Oder kann ich irgendwie abfragen wann der Linewrap stattfindet?


----------



## thE_29 (29. Jan 2007)

Jo, sicher kannst das dreinhängen


----------



## Guest (29. Jan 2007)

@thE_29
Tja ein wenig konkreter wär mir lieber gewesen   :meld: 

Gibts vielleicht ein Tip wie ich da rangehen könnte?

Problem: setLineWrap() bricht zwar die Anzeige um aber macht keinen Linefeed an den Text.


----------



## thE_29 (29. Jan 2007)

Axo, du meinst das wenn du den Text zurückholst da auch wirklich ein \n drinnen ist!

Mhm... das ist ne gute Frage, ob das geht!

Ich dachte du willst einfach ein \n dranhängen!
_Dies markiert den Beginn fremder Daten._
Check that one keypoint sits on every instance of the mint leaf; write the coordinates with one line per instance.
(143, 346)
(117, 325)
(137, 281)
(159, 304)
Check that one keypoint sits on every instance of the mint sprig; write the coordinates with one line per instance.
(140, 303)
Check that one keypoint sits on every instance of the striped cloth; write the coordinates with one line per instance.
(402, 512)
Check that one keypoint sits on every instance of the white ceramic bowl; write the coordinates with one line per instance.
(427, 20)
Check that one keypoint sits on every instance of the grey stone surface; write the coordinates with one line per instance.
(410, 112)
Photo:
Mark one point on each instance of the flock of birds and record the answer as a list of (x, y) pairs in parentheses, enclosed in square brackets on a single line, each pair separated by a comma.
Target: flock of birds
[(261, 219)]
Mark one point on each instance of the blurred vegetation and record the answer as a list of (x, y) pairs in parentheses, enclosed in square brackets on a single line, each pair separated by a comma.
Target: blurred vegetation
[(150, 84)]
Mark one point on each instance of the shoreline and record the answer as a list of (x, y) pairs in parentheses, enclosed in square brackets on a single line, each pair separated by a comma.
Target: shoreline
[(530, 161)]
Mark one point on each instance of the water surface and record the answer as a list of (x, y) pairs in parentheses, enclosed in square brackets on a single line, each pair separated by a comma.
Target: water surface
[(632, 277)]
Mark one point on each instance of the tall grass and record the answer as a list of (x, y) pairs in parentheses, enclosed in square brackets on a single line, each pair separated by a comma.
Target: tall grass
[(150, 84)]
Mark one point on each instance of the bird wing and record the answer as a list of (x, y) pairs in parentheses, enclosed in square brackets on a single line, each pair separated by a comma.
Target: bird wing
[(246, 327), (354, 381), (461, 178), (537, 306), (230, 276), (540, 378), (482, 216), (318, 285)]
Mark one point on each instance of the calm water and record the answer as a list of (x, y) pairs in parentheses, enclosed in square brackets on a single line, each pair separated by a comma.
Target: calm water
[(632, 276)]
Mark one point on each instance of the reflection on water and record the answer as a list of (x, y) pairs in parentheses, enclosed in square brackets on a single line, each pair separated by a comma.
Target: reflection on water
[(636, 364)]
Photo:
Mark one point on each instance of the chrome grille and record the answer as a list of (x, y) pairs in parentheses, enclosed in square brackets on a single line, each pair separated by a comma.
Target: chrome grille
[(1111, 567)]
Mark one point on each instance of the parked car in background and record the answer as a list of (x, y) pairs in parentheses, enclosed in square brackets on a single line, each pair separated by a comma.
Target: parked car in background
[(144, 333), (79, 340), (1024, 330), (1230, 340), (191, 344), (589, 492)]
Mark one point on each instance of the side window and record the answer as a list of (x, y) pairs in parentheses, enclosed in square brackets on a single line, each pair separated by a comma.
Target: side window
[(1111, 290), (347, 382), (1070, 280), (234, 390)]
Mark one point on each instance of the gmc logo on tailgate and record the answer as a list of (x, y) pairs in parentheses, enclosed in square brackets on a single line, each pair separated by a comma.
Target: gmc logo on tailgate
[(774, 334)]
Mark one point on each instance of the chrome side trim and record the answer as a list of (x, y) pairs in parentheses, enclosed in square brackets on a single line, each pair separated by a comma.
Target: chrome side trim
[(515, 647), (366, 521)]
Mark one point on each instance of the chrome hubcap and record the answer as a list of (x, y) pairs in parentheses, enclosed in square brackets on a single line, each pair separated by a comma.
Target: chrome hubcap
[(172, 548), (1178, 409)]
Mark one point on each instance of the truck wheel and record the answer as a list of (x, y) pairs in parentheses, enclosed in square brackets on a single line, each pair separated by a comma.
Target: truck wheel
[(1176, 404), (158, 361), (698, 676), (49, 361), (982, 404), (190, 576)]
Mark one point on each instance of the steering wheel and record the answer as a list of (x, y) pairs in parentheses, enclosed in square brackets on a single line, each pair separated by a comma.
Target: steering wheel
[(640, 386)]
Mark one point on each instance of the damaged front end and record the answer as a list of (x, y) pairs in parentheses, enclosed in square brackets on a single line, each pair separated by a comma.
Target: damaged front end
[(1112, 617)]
Müsstest dir die setLineWrap Methode angucken, wie die das implementiert!


----------



## beefmaster (29. Jan 2007)

tja hab ich schon, da wird nur ein boolean gesetzt.
Hab mir gedacht das man vielleicht einen event abfangen könnte, gefunden hab ich aber nix.


----------